Honestly, whenever you try to google how to send a message from Pub/Sub to BigQuery, you will find many blog posts explaining how simple it is and how Dataflow is the right tool to use. In a small subset of those blog posts, you can find that streaming in Dataflow is not as cheap as batch processing. Therefore, using Dataflow might cost you a few dollars. There is also a template for Dataflow you can use. Since the template deploys GCE instances, your GCP spendings might be higher than expected. Of course, it can be done cheaper. That’s what this blog post is about.
Dataflow implementation
We will only discuss the implementation of Dataflow using Pub/Sub subscription. Having a subscription between a topic and a Dataflow job can be helpful in case you are interested in the messages: you can inspect the messages or set up DLQ. That is especially useful when your Dataflow processing is rather complex. Let’s face it: putting messages from Pub/Sub to BigQuery without any additional work is not a difficult task.

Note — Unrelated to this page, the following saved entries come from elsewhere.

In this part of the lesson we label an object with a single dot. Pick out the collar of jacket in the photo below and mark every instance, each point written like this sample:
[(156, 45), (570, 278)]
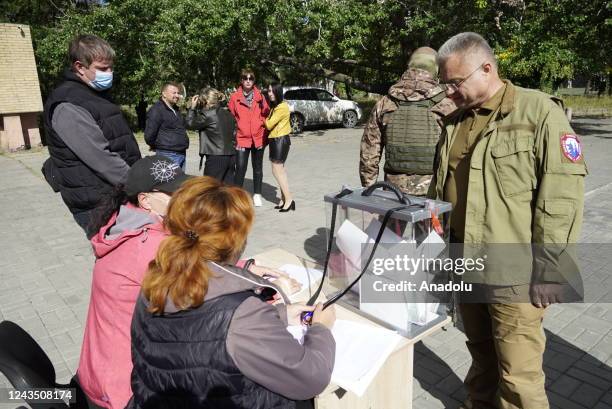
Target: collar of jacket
[(257, 96), (161, 100), (70, 76)]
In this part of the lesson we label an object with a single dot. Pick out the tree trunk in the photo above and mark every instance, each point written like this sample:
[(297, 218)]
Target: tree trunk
[(141, 113)]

Let’s consider example configuration from terraform module dataflow_pubsub_to_bq. It simply subscribes itself, pulls the messages and then saves them to the BigQuery based on the given BigQuery schema. Due to the way how Beam SDK works, the schema has to be known before deployment:
module "pubsub_to_bq" {
source = "../"
bigquery_schema = "i:INTEGER"
bigquery_table = "${var.project}:${var.dataset_id}.${var.table_id}"

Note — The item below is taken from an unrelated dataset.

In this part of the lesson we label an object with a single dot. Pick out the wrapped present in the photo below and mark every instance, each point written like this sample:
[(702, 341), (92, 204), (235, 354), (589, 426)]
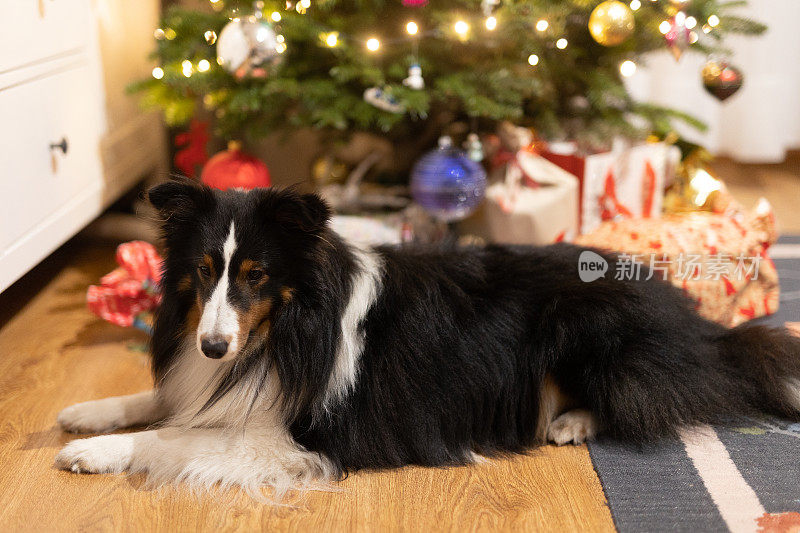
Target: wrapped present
[(127, 295), (719, 260), (535, 203), (627, 182)]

input_subscription = "projects/${var.project}/subscriptions/..."
...
}
With the help of PipelineOptions, I changed which machine type is used to e2-medium. Shared core machine types are not currently supported. Using e2-medium is the cheapest option possible. If you wouldn’t set a different machine type, Dataflow would set it to the n1-standard-2. Just like that, you are already paying for a machine you hardly use. Additional costs are related to the streaming, which is charged in Dataflow itself.

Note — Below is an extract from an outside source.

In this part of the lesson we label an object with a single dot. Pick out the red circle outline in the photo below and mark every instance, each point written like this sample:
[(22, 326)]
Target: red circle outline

The simple example from the project cost us 34 € just because I forgot about it for a few days:
Changing to a Pub/Sub Topic to BigQuery setup, where messages are pushed rather than pulled, wouldn’t make a big difference. You would be paying extra for streaming as well. No matter how much I tried to google Dataflow cost optimization, I always paid way too much. It just seems to me that whoever wrote the template from Dataflow documentation did not care about the money. It should probably be mentioned somewhere in the documentation that the solution might be costly.
Subscribing to the topic with cloud function
Using the Python SDK for BigQuery is fairly simple. Writing a few lines for saving data to BigQuery table is not a difficult task:
errors = client.insert_rows_json(table_id, [event_data])
if not errors:
logging.info("New rows have been added.")
else:
raise ValueError("Encountered errors while inserting row: {}".format(errors))
The only thing that seems odd to me is that the method insert_rows_json does not throw exceptions for a wrong input. You have to check for errors in the return value.
We all know an excellent platform to run small pieces of code: That’s usually a job for Cloud Function. Pub/Sub has support for subscribing Cloud Function to the topic. You just need to provide a function to create an endpoint where to submit messages to. We prepared a terraform module for that. You can check it on Github.
Terraform resource for Cloud Function allows you to set subscription directly from the configuration:
resource "google_cloudfunctions_function" "function" {
...
event_trigger {
event_type = "google.pubsub.topic.publish"
resource = var.topic_name
}
...
}
Of course, there are limitations: Any additional processing that takes a lot of time would add cost. Therefore, keep your messages reasonably small. Also, Cloud Functions will scale to infinity in case there is a large number of incoming messages. You should consider if the overall runtime of functions wouldn’t create additional cost.
Our experience is that we prefer Cloud Function over Dataflow. In most cases, the Cloud Function was almost ten times cheaper than the Dataflow job.
Conclusion
If you don’t have any additional workload to be done in Dataflow, avoid it for simple tasks like the one above. It’s a great tool that combines the power of Apache Beam with orchestration done by GCP. You have monitoring, provisioning and plenty of other tools for your job out of the box. That also means you are going to pay for them. Do you need to have all of those tools just for sending messages from Pub/Sub to BigQuery? Of course not.
Processing small size messages in Cloud Functions takes a reasonable amount of time. Your billing will get higher in direct relation to the messages processed by Cloud Function. That gives you a better insight into your billing. The conclusion is simple: don’t use complex tools for simple tasks. It all comes down to good research and finding good tools for the given job. That’s what architects do.